It seems reasonable to say that most people who talk about marriage do so under a choice-supportive bias, saying all kinds of things in support of marriage and getting married simply because it sounds good, regardless of whether it is actually true. So it’s no surprise that someone would pen an entire article on the matter and perpetuate still longer the cutesy ideas.
About the only thing that Seth Adam Smith gets right about marriage is that it’s not about you. Marriage isn’t really "about" anything. Marriage just is. Why do people feel the need to continually manufacture all kinds of crap to say about marriage? Has no one outgrown all the lovey-dovey fairy tales of marriage that we hear when we’re little and that only get perpetuated when we’re adults?
Seriously, let’s take a step back and just look at things with a clear mind.
In determining whether to propose to his then-girlfriend, Seth had a conversation with his father about whether he’d be making the right decision. How he remembers exactly what his father told him is beyond me, given the paragraph he reproduced, but allegedly his father started with this:
Seth, you’re being totally selfish. So I’m going to make this really simple: marriage isn’t for you.
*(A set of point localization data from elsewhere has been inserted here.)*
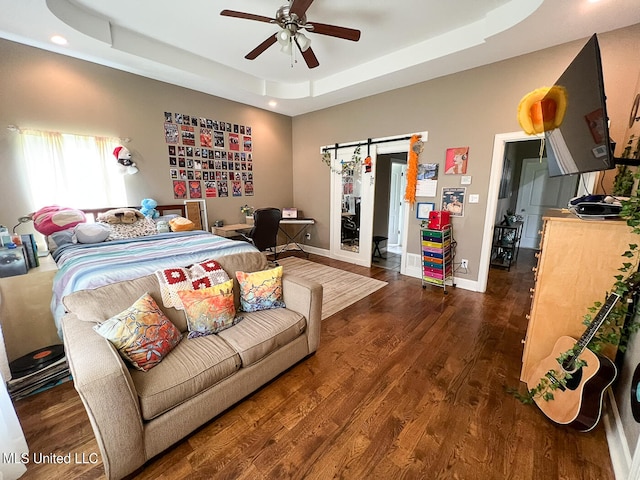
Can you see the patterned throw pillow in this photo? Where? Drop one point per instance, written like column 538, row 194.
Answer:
column 260, row 290
column 209, row 310
column 200, row 275
column 141, row 228
column 142, row 333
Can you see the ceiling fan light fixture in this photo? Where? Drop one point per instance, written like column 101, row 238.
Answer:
column 303, row 41
column 287, row 49
column 284, row 37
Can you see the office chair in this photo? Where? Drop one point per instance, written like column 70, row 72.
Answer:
column 264, row 234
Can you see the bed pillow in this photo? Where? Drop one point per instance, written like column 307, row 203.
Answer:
column 141, row 228
column 197, row 276
column 53, row 219
column 91, row 233
column 209, row 310
column 142, row 333
column 260, row 290
column 57, row 239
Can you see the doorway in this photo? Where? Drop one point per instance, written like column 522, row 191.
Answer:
column 364, row 185
column 389, row 209
column 501, row 172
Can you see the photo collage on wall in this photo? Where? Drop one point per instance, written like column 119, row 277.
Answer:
column 208, row 158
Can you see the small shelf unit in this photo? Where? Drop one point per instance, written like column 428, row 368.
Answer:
column 506, row 244
column 437, row 257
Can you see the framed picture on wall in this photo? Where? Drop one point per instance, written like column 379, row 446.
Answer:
column 423, row 209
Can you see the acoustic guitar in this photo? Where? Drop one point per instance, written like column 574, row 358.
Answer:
column 577, row 401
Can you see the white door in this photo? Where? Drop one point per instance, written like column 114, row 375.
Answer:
column 539, row 192
column 395, row 203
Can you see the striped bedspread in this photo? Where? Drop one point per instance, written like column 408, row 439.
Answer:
column 87, row 266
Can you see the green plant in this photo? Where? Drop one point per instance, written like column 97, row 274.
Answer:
column 615, row 330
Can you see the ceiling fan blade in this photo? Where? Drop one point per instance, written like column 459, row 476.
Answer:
column 309, row 56
column 247, row 16
column 253, row 54
column 300, row 7
column 335, row 31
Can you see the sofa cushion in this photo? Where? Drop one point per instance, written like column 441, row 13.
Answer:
column 193, row 366
column 142, row 333
column 103, row 302
column 260, row 290
column 199, row 275
column 263, row 332
column 209, row 310
column 100, row 303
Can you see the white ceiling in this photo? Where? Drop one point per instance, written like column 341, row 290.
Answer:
column 403, row 41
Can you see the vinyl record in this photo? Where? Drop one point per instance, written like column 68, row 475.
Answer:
column 36, row 360
column 635, row 394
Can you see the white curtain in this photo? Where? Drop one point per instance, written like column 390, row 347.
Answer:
column 72, row 170
column 12, row 442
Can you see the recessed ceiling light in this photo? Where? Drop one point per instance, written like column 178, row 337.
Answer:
column 59, row 40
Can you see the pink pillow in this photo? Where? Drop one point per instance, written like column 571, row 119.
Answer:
column 53, row 219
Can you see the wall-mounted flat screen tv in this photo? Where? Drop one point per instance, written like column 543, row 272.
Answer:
column 581, row 142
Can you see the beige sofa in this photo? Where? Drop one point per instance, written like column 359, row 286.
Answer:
column 136, row 415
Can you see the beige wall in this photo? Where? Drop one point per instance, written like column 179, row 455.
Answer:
column 465, row 109
column 46, row 91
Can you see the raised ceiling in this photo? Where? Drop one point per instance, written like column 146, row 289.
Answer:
column 403, row 42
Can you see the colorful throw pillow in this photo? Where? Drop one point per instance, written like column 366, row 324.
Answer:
column 209, row 310
column 181, row 224
column 142, row 333
column 200, row 275
column 260, row 290
column 140, row 228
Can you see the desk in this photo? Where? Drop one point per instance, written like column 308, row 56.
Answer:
column 302, row 224
column 235, row 229
column 232, row 230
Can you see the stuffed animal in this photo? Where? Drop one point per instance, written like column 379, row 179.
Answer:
column 119, row 215
column 163, row 226
column 126, row 166
column 148, row 208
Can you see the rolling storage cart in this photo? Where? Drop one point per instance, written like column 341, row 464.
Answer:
column 437, row 257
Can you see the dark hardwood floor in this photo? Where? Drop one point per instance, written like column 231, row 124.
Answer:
column 407, row 383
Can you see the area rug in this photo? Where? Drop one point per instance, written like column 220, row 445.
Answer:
column 340, row 288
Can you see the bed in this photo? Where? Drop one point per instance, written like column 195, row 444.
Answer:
column 88, row 266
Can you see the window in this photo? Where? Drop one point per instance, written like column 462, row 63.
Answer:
column 72, row 170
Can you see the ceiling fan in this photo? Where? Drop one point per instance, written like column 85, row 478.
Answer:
column 292, row 20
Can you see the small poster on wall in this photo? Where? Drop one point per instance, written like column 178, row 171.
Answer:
column 171, row 133
column 179, row 189
column 195, row 189
column 456, row 161
column 453, row 200
column 427, row 182
column 211, row 151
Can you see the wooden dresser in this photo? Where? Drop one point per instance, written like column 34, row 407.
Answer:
column 577, row 262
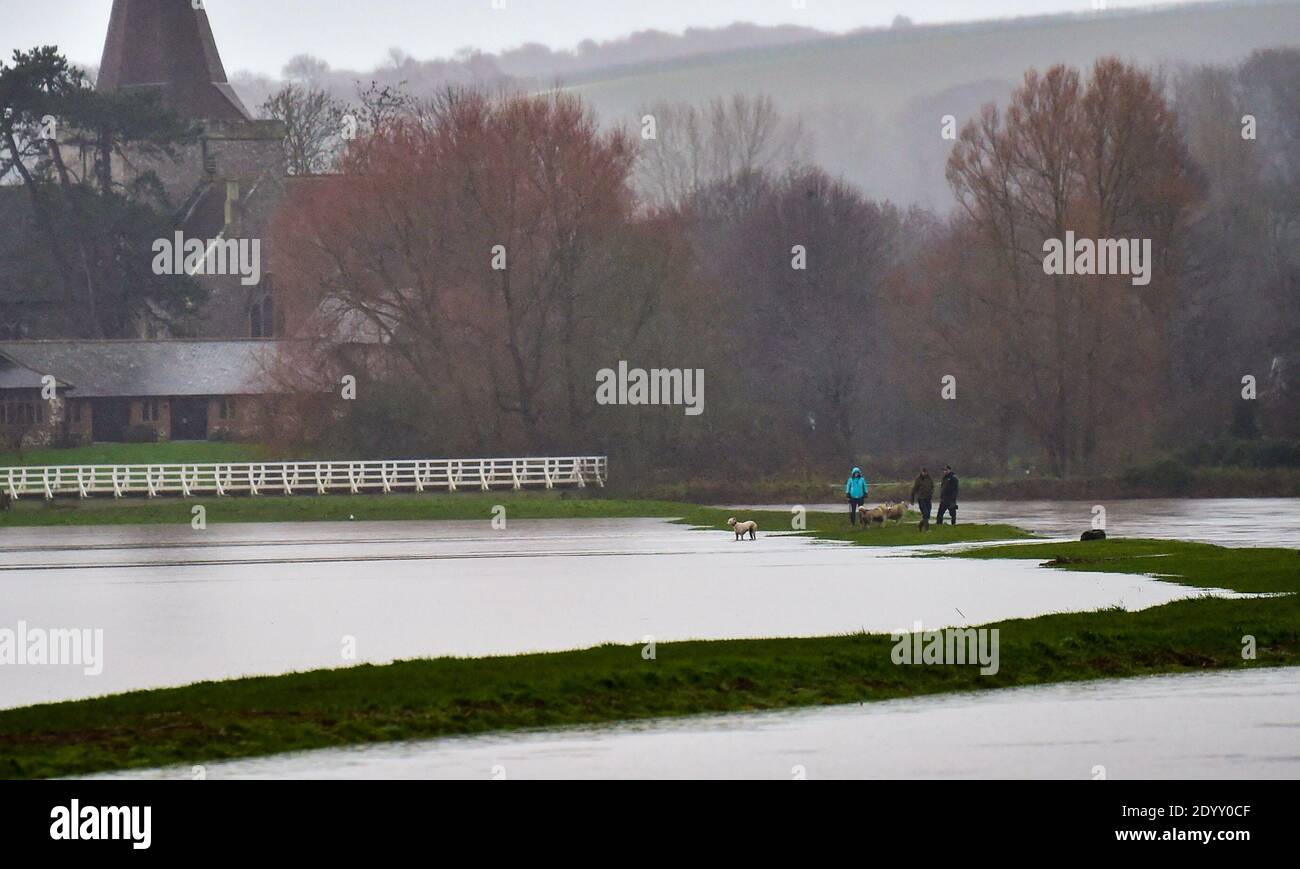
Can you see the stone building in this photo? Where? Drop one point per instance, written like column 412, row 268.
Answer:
column 56, row 393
You don’t marry to make yourself happy, you marry to make someone else happy.
While true that you don’t marry to make yourself happy, you don’t marry to make someone else happy either. Isn’t it amazing the kinds of things people say about marriage simply because it sounds good? And the idea that marriage has anything to do with happiness is one that’s been getting tossed around a lot.
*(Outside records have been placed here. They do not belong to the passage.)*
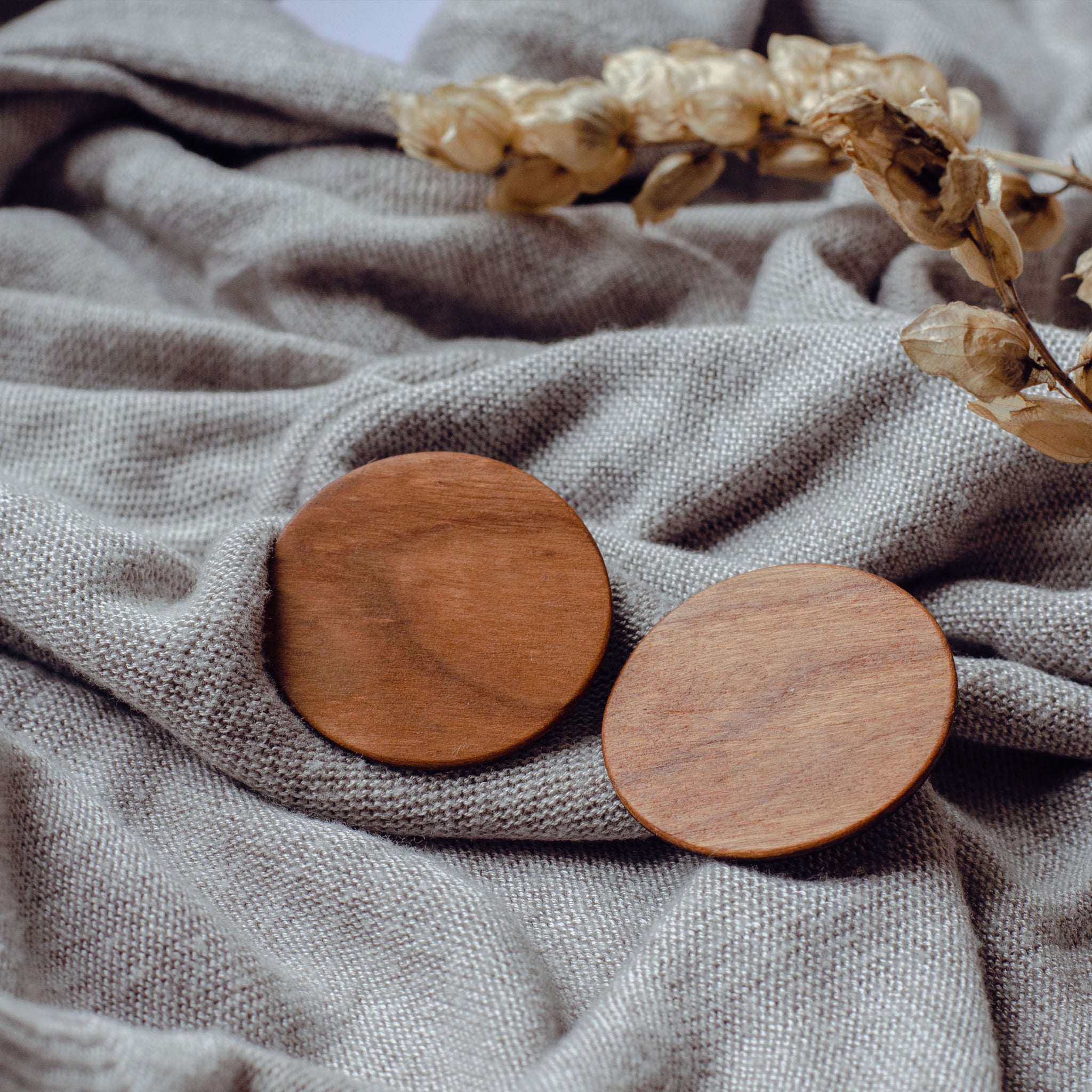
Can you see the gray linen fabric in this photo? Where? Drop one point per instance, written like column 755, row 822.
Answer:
column 221, row 287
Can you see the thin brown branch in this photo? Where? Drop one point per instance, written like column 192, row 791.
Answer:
column 1010, row 301
column 1066, row 171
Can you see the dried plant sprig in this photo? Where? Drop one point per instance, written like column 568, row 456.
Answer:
column 807, row 111
column 1033, row 163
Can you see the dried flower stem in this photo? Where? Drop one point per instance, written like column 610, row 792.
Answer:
column 1010, row 301
column 1066, row 171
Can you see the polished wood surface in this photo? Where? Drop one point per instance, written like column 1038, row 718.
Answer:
column 779, row 711
column 436, row 609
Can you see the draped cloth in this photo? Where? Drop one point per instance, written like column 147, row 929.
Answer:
column 222, row 287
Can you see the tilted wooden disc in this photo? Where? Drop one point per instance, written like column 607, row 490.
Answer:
column 779, row 711
column 436, row 609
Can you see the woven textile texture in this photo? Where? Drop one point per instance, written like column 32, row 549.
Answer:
column 222, row 287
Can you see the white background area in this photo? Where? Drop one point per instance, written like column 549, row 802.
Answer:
column 382, row 28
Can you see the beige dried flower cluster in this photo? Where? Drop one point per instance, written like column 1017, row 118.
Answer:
column 807, row 111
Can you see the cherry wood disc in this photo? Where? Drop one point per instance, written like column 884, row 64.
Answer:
column 779, row 711
column 436, row 609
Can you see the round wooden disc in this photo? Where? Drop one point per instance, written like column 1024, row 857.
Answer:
column 436, row 609
column 779, row 711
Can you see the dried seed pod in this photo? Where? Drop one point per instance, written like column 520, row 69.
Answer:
column 462, row 128
column 511, row 89
column 1085, row 356
column 1082, row 272
column 1038, row 219
column 1057, row 427
column 676, row 180
column 645, row 80
column 1008, row 257
column 577, row 124
column 963, row 185
column 725, row 95
column 809, row 71
column 965, row 109
column 696, row 91
column 984, row 352
column 533, row 186
column 910, row 160
column 802, row 158
column 605, row 176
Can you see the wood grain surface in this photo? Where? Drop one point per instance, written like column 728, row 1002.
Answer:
column 436, row 609
column 779, row 711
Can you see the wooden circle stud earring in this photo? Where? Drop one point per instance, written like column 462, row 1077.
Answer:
column 780, row 711
column 436, row 609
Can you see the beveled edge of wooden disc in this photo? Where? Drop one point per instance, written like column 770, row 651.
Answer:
column 480, row 759
column 868, row 822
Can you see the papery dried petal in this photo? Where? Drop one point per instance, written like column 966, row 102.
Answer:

Let’s look at reality. Life is full of ups and downs, meetings and partings, being able to fulfill long-held wishes and nearly losing everything. Marriage is just a part of life. You can experience all of this whether you are married or not. And within the years before getting officially married, my wife and I went through all of this. It tested our relationship like nothing.
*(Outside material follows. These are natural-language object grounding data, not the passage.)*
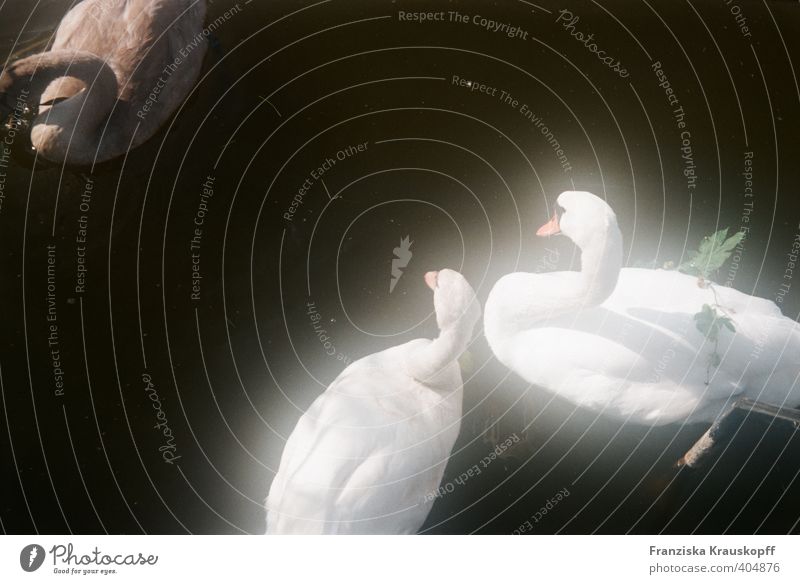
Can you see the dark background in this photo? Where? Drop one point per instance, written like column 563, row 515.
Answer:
column 466, row 177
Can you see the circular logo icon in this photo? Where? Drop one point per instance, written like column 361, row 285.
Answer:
column 31, row 557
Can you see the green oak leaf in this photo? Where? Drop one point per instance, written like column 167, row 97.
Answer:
column 714, row 251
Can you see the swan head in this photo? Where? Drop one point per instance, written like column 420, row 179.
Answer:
column 581, row 216
column 454, row 300
column 14, row 93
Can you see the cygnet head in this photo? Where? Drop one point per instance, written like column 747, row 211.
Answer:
column 454, row 300
column 581, row 216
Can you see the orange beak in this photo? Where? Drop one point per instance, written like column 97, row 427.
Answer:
column 431, row 278
column 550, row 228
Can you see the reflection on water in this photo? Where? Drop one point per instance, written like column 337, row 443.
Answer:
column 217, row 322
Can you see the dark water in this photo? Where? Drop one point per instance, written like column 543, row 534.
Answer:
column 288, row 85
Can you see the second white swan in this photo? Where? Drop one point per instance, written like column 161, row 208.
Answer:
column 623, row 342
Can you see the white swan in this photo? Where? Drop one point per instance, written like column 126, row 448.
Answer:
column 369, row 454
column 623, row 342
column 116, row 71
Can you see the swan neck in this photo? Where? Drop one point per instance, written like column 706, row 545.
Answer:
column 430, row 361
column 601, row 262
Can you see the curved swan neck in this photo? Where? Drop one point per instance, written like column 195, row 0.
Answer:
column 427, row 362
column 601, row 262
column 71, row 129
column 521, row 301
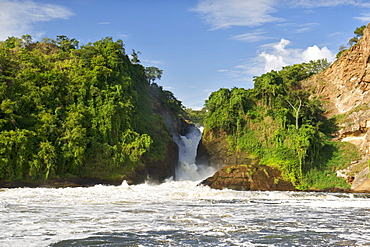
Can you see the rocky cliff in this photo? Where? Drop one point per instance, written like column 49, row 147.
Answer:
column 344, row 89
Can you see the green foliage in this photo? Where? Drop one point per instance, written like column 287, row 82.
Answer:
column 278, row 123
column 196, row 116
column 82, row 111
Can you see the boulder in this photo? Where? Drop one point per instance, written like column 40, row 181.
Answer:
column 248, row 177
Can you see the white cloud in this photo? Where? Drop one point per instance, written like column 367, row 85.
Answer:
column 17, row 17
column 152, row 61
column 229, row 13
column 365, row 18
column 277, row 55
column 255, row 36
column 326, row 3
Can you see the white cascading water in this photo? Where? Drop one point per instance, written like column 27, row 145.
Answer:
column 187, row 169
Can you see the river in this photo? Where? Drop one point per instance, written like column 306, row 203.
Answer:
column 180, row 213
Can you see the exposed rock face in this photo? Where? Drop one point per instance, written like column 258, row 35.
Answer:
column 344, row 88
column 236, row 171
column 248, row 177
column 345, row 85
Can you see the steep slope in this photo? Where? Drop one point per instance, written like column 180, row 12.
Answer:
column 344, row 89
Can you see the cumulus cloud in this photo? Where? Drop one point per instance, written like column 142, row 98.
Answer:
column 255, row 36
column 18, row 17
column 277, row 55
column 228, row 13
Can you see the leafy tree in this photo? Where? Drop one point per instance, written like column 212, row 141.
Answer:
column 153, row 73
column 89, row 106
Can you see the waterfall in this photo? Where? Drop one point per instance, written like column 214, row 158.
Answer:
column 187, row 169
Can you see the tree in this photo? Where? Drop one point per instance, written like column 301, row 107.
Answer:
column 135, row 57
column 153, row 73
column 359, row 33
column 315, row 67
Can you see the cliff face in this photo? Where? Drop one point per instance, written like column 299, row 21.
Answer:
column 344, row 88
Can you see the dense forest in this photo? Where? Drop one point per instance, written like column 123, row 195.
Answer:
column 70, row 110
column 92, row 111
column 281, row 125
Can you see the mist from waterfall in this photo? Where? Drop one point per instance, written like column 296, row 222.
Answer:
column 187, row 169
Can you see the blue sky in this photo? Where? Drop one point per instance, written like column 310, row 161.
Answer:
column 201, row 45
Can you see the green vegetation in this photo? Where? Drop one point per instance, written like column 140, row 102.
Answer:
column 83, row 111
column 281, row 125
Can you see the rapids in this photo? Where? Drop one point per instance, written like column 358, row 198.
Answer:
column 180, row 213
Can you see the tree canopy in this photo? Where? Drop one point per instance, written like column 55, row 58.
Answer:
column 78, row 110
column 276, row 122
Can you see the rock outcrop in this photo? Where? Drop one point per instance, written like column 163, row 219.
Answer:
column 248, row 177
column 236, row 170
column 345, row 91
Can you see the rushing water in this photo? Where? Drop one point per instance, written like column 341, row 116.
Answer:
column 180, row 213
My wife and I met while in college. She was the roommate of an ex-girlfriend, and we met formally while I was in a relationship with another woman. We would get together after another breakup and be together for a short time before I graduated from college. That turned our relationship long distance until she moved in with me in early 2006, a few months after I proposed to her, as she chose to leave school so she could re-evaluate what she really wanted to do.
The summer of that year, I would take her back to meet my family on the east coast. It was the first time in nearly eight years I’d seen any of my extended family. It would be the only time my wife would meet my grandfather, as he died several weeks later.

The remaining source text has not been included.